Redução da demanda de diesel por carros gera temor menor entre refinarias

segunda-feira, 19 de dezembro de 2016 14:34 BRST
 

LONDRES (Reuters) - Mesmo se motor a diesel perder apelo entre os motoristas mundo afora, uma demanda crescente do combustível por navios, caminhões e indústria pesada poderia salvar as refinarias que investiram pesadamente na produção do combustível.

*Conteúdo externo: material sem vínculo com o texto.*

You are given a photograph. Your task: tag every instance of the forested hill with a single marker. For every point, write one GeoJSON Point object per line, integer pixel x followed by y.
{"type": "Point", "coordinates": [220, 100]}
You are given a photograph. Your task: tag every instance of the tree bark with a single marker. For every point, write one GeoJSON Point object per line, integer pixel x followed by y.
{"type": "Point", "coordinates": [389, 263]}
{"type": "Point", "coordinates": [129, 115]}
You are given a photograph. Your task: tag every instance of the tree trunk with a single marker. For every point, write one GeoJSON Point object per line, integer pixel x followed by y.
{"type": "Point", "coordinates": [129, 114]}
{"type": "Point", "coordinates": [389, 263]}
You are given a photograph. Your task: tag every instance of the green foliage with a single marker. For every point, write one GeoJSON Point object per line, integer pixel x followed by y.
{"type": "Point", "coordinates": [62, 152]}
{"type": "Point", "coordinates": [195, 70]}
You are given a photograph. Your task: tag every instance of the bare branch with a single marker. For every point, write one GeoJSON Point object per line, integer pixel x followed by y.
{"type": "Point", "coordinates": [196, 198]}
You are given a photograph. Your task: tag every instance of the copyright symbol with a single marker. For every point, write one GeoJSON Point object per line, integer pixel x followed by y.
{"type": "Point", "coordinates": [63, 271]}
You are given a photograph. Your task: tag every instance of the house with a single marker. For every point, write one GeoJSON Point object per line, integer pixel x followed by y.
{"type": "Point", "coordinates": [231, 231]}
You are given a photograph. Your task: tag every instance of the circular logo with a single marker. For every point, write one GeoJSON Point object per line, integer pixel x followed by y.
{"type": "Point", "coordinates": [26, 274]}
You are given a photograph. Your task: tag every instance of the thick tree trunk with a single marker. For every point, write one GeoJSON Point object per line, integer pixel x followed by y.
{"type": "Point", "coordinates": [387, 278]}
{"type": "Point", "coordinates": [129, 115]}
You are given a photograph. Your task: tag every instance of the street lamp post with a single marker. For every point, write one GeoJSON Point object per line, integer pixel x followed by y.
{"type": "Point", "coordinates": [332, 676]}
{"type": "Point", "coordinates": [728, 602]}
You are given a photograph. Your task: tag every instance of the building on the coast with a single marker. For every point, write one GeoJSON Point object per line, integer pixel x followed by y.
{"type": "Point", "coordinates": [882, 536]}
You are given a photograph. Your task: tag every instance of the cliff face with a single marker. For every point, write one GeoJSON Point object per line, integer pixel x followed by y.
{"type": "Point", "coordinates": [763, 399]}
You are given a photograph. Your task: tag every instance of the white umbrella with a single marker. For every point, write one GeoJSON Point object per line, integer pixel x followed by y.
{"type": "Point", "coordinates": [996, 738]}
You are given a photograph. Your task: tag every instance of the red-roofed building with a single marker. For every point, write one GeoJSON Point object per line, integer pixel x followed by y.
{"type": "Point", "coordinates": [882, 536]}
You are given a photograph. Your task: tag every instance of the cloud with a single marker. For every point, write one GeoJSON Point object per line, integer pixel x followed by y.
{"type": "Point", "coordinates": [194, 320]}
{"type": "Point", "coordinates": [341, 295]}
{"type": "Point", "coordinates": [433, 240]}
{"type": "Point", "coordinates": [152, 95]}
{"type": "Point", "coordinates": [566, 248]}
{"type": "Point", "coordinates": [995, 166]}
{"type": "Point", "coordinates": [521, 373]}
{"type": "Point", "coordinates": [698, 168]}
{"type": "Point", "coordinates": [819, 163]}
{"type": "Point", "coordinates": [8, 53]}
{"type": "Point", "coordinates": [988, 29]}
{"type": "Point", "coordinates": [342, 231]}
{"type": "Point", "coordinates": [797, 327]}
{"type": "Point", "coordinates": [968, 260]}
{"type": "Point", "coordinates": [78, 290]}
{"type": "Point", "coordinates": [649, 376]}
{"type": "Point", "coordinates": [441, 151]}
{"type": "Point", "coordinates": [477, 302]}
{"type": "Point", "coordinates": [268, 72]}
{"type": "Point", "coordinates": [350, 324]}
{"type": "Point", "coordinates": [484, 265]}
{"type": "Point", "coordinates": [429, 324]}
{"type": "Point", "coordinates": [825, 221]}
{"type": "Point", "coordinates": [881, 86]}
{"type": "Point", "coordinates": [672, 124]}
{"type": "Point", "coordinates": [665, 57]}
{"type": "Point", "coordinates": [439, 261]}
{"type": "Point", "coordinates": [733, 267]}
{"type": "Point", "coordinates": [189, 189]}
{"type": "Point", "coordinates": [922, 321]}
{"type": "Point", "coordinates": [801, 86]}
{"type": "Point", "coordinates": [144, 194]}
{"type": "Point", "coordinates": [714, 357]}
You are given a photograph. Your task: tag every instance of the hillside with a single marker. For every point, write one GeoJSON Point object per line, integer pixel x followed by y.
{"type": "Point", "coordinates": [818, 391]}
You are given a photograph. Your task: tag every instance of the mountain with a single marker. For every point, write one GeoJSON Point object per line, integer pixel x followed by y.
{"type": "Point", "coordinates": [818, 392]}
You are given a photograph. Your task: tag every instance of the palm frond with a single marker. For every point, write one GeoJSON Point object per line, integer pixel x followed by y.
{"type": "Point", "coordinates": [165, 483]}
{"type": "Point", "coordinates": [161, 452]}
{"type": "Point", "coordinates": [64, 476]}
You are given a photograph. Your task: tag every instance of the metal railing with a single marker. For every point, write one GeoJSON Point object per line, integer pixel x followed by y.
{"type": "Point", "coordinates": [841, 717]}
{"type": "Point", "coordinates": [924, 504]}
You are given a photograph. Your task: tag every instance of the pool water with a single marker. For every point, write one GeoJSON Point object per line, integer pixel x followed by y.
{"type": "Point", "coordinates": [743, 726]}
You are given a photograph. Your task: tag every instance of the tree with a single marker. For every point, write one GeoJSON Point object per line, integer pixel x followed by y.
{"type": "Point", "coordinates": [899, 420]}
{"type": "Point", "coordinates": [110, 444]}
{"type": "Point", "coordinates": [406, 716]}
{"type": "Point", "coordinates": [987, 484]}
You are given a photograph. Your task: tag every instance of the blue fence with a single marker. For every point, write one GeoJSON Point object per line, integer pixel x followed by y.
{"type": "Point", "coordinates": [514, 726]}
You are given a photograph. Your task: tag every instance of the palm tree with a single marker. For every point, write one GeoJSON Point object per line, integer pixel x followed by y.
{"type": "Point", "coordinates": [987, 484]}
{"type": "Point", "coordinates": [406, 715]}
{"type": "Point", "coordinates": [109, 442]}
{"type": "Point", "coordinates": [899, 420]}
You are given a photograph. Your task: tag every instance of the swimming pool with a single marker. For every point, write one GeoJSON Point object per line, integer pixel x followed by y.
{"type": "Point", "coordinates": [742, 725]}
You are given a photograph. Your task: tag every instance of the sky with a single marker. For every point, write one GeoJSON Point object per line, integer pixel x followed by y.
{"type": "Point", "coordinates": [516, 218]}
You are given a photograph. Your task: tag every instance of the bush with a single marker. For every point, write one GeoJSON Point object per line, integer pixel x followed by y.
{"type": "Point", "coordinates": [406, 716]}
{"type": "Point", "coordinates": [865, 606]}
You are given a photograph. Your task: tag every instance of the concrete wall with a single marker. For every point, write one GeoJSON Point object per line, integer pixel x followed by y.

O desdobramento de uma crise, que começou quando Volkswagen falsificou as emissões de gases pelos carros nos Estados Unidos, estimulou mudanças em fabricantes de veículos, que agora estão colocando seu dinheiro em carros elétricos ou apostando novamente nos motores a gasolina.

"Não estou preocupado com as refinarias", disse Steve Sawyer, diretor de refino da consultoria FGE. "Diesel para automóveis de passageiros é apenas uma parte do pool da demanda."

Embora os refinadores de petróleo discordem sobre a rapidez com que o mercado global vai virar as costas para carros movidos a combustíveis fósseis, a indústria naval está se voltando para diesel de baixo teor de enxofre devido a novas regulamentações.

Na Europa, onde a força dos motores a diesel se dá graças a décadas de tratamento favorável do governo, os carros de passageiros representam 1,4 milhão de barris por dia (bpd) do consumo de diesel do continente, de 4,1 milhões de bpd, segundo dados da FGE.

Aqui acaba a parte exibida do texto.